O ex-juiz da Lava Jato Sergio Moro rebateu essa declaração de Aras e disse que "desconhece segredos ilícitos" da operação.
A ofensiva do procurador-geral da República contra a operação foi reforçada, inclusive, com a saída de Moro do governo federal, em abril, após se desentender com o presidente Jair Bolsonaro.
A solicitação da PGR para ter acesso aos dados foi feita em 13 de maio. A Procuradoria-Geral deixou para o início do recesso, porém, para entrar com uma ação no STF pedindo que a Lava Jato fosse obrigada a compartilhar os dados. E Toffoli, que respondia pelo tribunal no recesso, atendeu à solicitação.
Desde o início, porém, ministros do Supremo mais alinhados à Lava Jato criticaram nos bastidores o despacho de Toffoli. Esses magistrados consideraram que a ordem do presidente do STF foi muito ampla e não respeitou a jurisprudência atual sobre a necessidade de indicação de fatos e pessoas específicas para justificar o acesso a dados sigilosos.
Fachin deixou isso claro na decisão de 16 páginas publicada nesta segunda-feira. O ministro afirmou que o princípio da unidade do Ministério Público, alegado pela PGR e reforçado por Toffoli, não permite o intercâmbio de provas entre os membros da carreira.
Quando o STF declarou o princípio da unidade do Ministério Público, diz Fachin, a questão do compartilhamento de provas não havia sido discutida.
Fachin rechaçou o argumento de princípio de unidade usado pelo procurador-geral da República para tentar acessar os dados da Lava Jato. Aras mencionou uma ação ajuizada contra decisão do CNMP (Conselho Nacional do Ministério Público) que disciplinou a remoção, por meio de uma permuta nacional, entre membros de Ministérios Públicos das diferentes unidades da federação.
"Decisão sobre remoção de membros do Ministério Público não serve, com o devido respeito, como paradigma para chancelar, em sede de reclamação, obrigação de intercâmbio de provas intrainstitucional. Entendo não preenchidos os requisitos próprios e específicos da via eleita pela parte reclamante."
O ministro alega ainda que a possibilidade de a Lava Jato ter investigado foro especial e usurpado a competência da PGR e do STF não justifica a decisão de Toffoli. Segundo ele, o tema já é tratado em outra ação, que corre sob sigilo.
No meio político, a presidente do PT, deputada Gleisi Hoffmann (PR), investigada na Lava Jato, usou as redes sociais para afirmar que a decisão de Fachin é descabida.

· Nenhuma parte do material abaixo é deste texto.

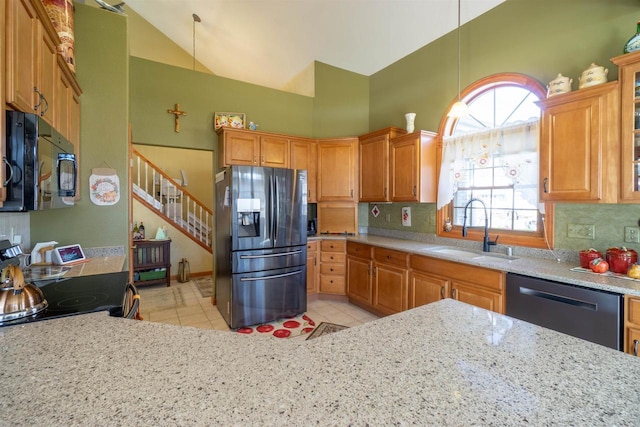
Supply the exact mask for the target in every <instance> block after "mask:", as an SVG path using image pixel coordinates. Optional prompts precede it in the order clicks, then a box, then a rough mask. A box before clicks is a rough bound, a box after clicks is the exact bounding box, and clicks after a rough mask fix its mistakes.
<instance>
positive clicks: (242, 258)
mask: <svg viewBox="0 0 640 427" xmlns="http://www.w3.org/2000/svg"><path fill="white" fill-rule="evenodd" d="M300 253H302V251H291V252H284V253H281V254H267V255H240V259H260V258H273V257H279V256H289V255H298V254H300Z"/></svg>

“Está claro que a República de Curitiba atuava como polícia política, investigava 38 mil pessoas sem critérios e tem 50 mil documentos em segredo, atuando com parcialidade. Qual o interesse em manter essa caixa-preta?”, questionou.
Apoiador da Lava Jato, o senador Alessandro Vieira (Cidadania-SE) afirmou que Edson Fachin corrigiu “o absurdo articulado por Aras e Toffoli”. “É preciso garantir a continuidade do combate à corrupção", disse. “O sistema sujo não vai desistir. Outras tentativas virão, mas vamos combater a impunidade com todas as forças.”
Embate com a Lava Jato
A disputa entre a cúpula da Procuradoria-Geral e a força-tarefa em primeira instância tornou-se pública após visita a Curitiba no fim de junho da subprocuradora Lindora Araújo, coordenadora da Lava Jato na PGR e uma das principais auxiliares de Aras.
Os procuradores a acusaram de tentar manobrar para ter acesso a bancos sigilosos de maneira informal e sem apresentar documentos ou justificativas para a tomada dessa providência. Uma reclamação foi encaminhada à corregedoria do MPF.
A PGR, por sua vez, apresentou ação ao STF na qual relata que expediu um ofício às forças-tarefas do MPF nas três capitais “com o objetivo de obter as bases da dados estruturados e não estruturados utilizadas” pelos investigadores. Porém os procuradores se negaram a atender a solicitação.
A Procuradoria-Geral sustenta que as informações serviriam para subsidiar a atuação de Aras, o que inclui zelar pelo efetivo respeito aos poderes públicos e coordenar as atividades do MPF, decidindo eventualmente sobre qual esfera toca determinadas investigações.
Durante o recesso do Judiciário, ao dar decisão favorável, Toffoli ressaltou que a postura da Lava Jato viola o princípio da unidade do Ministério Público, além de ferir a competência do Supremo para supervisionar investigações relativas a autoridades com foro.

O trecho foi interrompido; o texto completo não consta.